3: In the extremely unlikely chance that people don't go to prison for the
various crimes this either requires or encourages, and this idea takes off,
Airlines will respond by finding ways to prevent it from working. That 'extra
space' in your bag is currently being sold, or the airline is saving money on
fuel. They have a huge financial interest in shutting this down.

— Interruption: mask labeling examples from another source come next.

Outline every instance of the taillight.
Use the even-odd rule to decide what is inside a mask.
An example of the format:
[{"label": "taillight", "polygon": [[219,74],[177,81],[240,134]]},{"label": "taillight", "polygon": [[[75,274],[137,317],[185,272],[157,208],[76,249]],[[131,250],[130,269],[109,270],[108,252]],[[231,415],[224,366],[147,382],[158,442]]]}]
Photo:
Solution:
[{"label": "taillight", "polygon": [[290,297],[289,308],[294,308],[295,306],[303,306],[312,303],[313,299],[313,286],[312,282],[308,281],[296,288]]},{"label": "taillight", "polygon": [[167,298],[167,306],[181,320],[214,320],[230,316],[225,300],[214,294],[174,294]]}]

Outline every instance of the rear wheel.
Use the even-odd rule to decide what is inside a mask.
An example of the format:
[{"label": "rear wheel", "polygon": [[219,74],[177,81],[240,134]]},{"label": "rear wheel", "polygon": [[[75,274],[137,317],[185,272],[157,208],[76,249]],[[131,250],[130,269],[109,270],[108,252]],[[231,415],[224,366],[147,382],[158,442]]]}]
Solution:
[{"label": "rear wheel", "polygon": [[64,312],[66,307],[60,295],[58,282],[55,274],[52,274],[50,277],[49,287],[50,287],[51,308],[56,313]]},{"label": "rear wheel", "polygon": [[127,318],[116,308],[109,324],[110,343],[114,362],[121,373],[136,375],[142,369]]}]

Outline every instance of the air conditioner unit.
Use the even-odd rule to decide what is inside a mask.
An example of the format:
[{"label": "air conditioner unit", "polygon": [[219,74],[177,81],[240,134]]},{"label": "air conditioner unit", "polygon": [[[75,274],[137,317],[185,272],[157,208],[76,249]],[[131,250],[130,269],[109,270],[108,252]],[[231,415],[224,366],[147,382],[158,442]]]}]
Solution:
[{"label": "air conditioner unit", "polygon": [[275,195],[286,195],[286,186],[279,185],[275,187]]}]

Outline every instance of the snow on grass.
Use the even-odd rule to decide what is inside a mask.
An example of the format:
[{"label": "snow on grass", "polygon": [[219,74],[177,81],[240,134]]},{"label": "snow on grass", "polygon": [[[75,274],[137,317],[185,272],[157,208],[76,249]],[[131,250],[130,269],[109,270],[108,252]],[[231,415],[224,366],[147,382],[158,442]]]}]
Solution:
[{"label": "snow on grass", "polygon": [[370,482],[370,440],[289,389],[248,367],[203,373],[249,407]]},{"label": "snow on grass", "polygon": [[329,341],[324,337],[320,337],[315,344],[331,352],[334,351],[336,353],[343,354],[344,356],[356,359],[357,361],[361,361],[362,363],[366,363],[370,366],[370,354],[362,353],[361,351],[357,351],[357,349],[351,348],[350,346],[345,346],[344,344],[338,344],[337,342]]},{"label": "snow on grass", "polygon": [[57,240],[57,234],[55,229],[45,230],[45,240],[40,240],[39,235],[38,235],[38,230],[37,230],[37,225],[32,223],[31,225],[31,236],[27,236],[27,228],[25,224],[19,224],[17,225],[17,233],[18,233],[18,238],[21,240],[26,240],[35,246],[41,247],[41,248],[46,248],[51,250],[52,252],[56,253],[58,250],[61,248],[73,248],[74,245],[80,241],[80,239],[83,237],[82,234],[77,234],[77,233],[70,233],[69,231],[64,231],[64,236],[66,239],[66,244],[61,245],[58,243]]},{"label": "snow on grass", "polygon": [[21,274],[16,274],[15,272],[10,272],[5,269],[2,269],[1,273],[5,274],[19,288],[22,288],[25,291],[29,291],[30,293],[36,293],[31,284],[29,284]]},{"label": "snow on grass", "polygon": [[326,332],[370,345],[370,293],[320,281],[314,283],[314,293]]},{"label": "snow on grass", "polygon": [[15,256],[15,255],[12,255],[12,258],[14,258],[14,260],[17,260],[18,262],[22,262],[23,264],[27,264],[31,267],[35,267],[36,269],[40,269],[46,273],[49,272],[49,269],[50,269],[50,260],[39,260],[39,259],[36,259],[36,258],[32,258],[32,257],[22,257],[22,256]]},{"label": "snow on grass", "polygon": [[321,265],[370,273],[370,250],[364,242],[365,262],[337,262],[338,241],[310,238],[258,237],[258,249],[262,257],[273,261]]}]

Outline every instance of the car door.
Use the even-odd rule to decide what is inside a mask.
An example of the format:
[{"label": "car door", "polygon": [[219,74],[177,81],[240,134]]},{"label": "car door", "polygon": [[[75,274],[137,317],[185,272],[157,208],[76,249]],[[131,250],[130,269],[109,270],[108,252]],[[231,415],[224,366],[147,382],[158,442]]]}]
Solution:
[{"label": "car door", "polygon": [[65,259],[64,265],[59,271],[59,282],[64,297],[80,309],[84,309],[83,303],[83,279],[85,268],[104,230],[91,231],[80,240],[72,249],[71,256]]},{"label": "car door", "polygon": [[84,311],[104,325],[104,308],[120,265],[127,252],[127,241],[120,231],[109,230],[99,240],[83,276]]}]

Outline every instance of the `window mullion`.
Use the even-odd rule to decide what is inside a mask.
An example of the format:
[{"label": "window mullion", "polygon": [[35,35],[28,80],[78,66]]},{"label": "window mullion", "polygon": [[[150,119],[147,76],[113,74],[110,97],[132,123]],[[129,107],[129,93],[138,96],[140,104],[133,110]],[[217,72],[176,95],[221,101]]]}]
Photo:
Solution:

If I were a country with people smuggling in, say, macbooks in this way, I
would just confiscate any unopened macbook that came through the airport. In
most cases people would appeal the confiscation and the macbook would be
returned, but how many macbooks have to be held for good before it is foolish
to use this service?

This will never work and it is a very stupid thing to try. Even attempting
this requires the people carrying items to lie to airport security and
customs, every single time (did you pack everything yourself? Were you given
any packages to carry for another person?)

OMG this is dumb.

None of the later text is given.